“He is.... Miss Joline, I feel like doing something I’ve wanted to do for some time. Of course we both know you think of me as ‘that poor little dub, Mrs. What’s-her-name, D. T.’s secretary—’”
“Why, really—”
“—or perhaps you hadn’t thought of me at all. I’m naturally quite a silent little dub, but I’ve been learning that it’s silly to be silent in business. So I’ve been planning to get hold of you and ask you where and how you get those suits of yours, and what I ought to wear. You see, after you marry I’ll still be earning my living, and perhaps if I could dress anything like you I could fool some business man into thinking I was clever.”
“As I do, you mean,” said Miss Joline, cheerfully.
“Well—”
“Oh, I don’t mind. But, my dear, good woman—oh, I suppose I oughtn’t to call you that.”
“I don’t care what you call me, if you can tell me how to make a seventeen-fifty suit look like Vogue. Isn’t it awful, Miss Joline, that us lower classes are interested in clothes, too?”

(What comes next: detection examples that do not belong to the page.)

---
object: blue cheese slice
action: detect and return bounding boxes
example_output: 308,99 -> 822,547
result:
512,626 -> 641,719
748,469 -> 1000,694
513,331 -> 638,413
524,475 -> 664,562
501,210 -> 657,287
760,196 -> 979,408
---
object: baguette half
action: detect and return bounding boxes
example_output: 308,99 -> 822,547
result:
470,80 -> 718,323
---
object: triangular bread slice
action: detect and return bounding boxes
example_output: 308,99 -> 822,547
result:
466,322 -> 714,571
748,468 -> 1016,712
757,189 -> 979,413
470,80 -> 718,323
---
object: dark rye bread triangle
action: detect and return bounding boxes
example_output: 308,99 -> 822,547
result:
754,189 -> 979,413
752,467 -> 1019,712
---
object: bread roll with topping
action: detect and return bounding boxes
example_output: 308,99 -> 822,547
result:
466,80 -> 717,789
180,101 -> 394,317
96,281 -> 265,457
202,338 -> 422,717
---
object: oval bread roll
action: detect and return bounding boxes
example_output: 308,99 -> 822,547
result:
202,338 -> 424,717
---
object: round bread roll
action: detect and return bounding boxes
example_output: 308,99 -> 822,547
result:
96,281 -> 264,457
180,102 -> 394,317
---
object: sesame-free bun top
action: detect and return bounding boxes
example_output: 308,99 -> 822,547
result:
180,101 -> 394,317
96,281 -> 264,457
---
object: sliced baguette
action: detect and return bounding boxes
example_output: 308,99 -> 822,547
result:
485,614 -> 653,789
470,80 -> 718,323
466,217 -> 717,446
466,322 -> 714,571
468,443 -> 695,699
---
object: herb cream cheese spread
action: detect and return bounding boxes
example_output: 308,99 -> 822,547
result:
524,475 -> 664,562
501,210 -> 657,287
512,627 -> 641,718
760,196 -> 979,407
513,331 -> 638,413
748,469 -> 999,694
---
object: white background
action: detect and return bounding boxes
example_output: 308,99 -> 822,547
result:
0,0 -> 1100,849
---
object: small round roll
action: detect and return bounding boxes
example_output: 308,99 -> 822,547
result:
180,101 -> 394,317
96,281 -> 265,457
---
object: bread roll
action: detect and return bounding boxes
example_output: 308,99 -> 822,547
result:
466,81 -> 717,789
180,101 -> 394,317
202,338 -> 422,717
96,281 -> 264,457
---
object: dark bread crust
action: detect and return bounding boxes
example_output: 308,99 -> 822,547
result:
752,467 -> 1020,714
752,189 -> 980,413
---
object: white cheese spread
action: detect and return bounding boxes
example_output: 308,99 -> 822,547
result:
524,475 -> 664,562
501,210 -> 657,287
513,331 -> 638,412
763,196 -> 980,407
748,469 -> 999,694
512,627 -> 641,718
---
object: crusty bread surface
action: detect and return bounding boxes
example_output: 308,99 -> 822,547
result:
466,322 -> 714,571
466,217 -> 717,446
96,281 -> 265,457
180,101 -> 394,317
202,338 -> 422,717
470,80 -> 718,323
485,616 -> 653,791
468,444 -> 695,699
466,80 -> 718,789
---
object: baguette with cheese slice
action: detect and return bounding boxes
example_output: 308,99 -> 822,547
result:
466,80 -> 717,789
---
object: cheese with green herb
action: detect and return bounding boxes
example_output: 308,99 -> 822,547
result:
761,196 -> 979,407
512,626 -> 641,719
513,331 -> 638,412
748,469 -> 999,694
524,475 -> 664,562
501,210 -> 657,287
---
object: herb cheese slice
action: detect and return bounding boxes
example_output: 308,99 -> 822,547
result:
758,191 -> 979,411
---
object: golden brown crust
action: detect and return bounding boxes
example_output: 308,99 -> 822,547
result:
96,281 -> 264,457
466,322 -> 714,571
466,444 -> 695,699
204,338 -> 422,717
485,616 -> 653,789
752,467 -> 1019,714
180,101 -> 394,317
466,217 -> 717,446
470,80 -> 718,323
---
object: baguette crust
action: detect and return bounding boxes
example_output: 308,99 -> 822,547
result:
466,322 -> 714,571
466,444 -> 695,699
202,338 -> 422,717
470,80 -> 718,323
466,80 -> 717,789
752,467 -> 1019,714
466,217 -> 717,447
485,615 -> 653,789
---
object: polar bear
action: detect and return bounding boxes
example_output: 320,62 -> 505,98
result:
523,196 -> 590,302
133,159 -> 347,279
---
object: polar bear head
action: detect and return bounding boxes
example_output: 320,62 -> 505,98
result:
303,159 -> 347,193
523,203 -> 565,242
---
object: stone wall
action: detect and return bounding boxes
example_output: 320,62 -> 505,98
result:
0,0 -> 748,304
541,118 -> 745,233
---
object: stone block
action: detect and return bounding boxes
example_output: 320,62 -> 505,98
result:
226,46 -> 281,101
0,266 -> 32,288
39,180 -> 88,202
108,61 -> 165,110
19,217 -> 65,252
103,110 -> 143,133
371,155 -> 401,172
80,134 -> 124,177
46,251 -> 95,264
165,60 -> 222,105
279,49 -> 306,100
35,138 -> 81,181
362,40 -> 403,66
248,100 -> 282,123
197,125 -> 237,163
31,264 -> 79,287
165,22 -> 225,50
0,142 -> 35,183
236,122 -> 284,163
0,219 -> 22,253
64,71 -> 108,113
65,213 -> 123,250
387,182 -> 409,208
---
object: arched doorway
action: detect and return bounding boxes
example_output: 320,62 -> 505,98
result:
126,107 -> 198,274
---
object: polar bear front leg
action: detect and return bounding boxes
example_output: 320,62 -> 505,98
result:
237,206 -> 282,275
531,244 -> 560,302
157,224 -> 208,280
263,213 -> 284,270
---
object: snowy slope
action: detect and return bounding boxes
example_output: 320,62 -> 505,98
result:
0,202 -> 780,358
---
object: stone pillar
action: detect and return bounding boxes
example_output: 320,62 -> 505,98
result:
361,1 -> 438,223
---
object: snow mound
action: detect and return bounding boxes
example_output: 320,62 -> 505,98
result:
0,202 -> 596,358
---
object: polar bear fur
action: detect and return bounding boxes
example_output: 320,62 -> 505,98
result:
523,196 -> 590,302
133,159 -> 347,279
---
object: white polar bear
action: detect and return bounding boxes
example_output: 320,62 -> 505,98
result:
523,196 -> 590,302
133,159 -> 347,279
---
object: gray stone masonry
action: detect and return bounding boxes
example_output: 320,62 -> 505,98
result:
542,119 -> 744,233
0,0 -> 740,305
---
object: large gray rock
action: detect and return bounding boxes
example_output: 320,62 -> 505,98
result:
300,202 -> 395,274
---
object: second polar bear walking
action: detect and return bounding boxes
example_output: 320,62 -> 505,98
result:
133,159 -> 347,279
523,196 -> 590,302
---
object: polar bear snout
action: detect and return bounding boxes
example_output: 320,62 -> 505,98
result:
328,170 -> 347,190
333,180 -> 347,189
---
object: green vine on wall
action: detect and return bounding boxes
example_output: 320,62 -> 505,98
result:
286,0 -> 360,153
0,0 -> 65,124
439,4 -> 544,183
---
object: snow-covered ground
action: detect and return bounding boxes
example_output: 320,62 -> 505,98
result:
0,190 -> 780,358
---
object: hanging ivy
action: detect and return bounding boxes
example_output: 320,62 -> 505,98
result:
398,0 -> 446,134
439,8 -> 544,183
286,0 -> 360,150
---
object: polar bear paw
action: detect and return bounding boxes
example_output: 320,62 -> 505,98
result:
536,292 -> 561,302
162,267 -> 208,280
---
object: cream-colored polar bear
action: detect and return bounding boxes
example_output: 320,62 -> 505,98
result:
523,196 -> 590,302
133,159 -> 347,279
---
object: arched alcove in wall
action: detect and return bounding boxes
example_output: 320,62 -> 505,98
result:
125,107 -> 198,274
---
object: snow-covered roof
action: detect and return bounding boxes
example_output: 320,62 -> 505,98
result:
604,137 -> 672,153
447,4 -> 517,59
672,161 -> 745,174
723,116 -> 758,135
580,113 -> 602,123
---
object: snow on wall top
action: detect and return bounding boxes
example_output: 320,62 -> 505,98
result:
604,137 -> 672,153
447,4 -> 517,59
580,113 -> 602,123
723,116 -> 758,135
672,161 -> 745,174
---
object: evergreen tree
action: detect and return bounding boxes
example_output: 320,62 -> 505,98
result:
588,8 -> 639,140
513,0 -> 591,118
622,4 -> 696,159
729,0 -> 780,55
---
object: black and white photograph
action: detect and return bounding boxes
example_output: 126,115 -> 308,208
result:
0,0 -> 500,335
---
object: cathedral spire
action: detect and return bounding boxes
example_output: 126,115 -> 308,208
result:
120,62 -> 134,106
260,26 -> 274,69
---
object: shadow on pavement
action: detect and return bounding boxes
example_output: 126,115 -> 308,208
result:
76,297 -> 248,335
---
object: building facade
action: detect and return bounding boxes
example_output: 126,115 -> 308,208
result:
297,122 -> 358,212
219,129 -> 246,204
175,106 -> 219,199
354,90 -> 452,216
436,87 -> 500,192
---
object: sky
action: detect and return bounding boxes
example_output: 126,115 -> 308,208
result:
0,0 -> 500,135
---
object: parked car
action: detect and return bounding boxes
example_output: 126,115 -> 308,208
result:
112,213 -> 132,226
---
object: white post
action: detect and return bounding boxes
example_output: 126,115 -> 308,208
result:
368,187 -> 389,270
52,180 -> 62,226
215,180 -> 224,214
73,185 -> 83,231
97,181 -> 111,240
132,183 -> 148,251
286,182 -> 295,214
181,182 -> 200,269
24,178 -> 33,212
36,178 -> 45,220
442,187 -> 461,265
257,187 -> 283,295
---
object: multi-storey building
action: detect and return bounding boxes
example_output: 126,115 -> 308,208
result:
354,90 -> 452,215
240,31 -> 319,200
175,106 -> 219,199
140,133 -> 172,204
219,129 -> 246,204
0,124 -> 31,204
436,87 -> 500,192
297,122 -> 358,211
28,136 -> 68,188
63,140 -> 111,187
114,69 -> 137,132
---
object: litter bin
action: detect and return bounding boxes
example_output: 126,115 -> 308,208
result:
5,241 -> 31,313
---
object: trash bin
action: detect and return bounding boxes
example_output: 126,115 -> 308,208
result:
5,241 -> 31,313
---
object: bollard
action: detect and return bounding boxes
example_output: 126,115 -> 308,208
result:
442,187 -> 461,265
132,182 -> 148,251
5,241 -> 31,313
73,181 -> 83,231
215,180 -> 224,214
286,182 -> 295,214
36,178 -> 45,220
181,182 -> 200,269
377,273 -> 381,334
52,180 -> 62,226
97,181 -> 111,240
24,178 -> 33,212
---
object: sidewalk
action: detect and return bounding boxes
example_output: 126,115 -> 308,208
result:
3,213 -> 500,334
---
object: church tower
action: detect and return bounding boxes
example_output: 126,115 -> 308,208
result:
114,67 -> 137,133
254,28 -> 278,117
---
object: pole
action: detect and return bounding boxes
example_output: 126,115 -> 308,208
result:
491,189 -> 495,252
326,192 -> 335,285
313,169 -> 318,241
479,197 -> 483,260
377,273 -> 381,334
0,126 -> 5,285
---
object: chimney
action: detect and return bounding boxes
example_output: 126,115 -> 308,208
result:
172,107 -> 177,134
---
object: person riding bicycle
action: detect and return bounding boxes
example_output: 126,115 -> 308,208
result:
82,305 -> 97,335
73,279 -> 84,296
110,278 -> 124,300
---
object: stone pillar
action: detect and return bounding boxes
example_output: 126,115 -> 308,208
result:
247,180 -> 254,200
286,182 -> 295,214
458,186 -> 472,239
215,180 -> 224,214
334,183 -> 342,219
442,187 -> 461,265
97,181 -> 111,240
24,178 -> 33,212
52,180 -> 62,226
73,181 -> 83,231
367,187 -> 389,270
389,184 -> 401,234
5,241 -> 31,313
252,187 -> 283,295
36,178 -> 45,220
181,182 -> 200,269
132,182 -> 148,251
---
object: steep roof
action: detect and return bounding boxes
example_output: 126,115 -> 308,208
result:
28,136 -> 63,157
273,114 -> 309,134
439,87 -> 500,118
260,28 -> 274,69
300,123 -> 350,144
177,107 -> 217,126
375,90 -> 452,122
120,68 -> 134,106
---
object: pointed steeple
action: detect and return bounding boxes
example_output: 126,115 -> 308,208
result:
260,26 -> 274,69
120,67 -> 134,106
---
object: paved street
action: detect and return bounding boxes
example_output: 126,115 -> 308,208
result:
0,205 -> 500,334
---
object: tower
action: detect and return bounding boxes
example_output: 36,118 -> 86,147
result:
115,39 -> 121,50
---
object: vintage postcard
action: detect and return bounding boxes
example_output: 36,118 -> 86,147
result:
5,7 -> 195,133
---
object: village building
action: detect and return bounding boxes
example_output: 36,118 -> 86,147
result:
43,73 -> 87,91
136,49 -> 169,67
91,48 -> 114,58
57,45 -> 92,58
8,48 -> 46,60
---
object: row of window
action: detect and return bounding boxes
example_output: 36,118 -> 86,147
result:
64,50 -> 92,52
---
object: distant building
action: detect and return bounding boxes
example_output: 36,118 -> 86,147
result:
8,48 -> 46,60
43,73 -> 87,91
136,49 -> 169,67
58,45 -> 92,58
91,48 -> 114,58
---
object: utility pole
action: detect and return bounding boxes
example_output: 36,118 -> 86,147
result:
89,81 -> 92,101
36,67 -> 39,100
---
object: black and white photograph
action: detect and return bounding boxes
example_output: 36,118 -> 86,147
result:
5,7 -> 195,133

“My dear girl, even the beautiful, the accomplished Beatrice Joline—I’ll admit it—knows when she is being teased. I went to boarding-school, and if you think I haven’t ever been properly and thoroughly, and oh, most painstakingly told what a disgusting, natural snob I am, you ought to have heard Tomlinson, or any other of my dear friends, taking me down. I rather fancy you’re kinder-hearted than they are; but, anyway, you don’t insult me half so scientifically.”
“I’m so sorry. I tried hard— I’m a well-meaning insulter, but I haven’t the practice.”
“My dear, I adore you. Isn’t it lovely to be frank? When us females get into Mr. Truax’s place we’ll have the most wonderful time insulting each other, don’t you think? But, really, please don’t think I like to be rude. But you see we Jolines are so poor that if I stopped it all my business acquaintances would think I was admitting how poor we are, so I’m practically forced to be horrid. Now that we’ve been amiable to each other, what can I do for you?... Does that sound business-like enough?”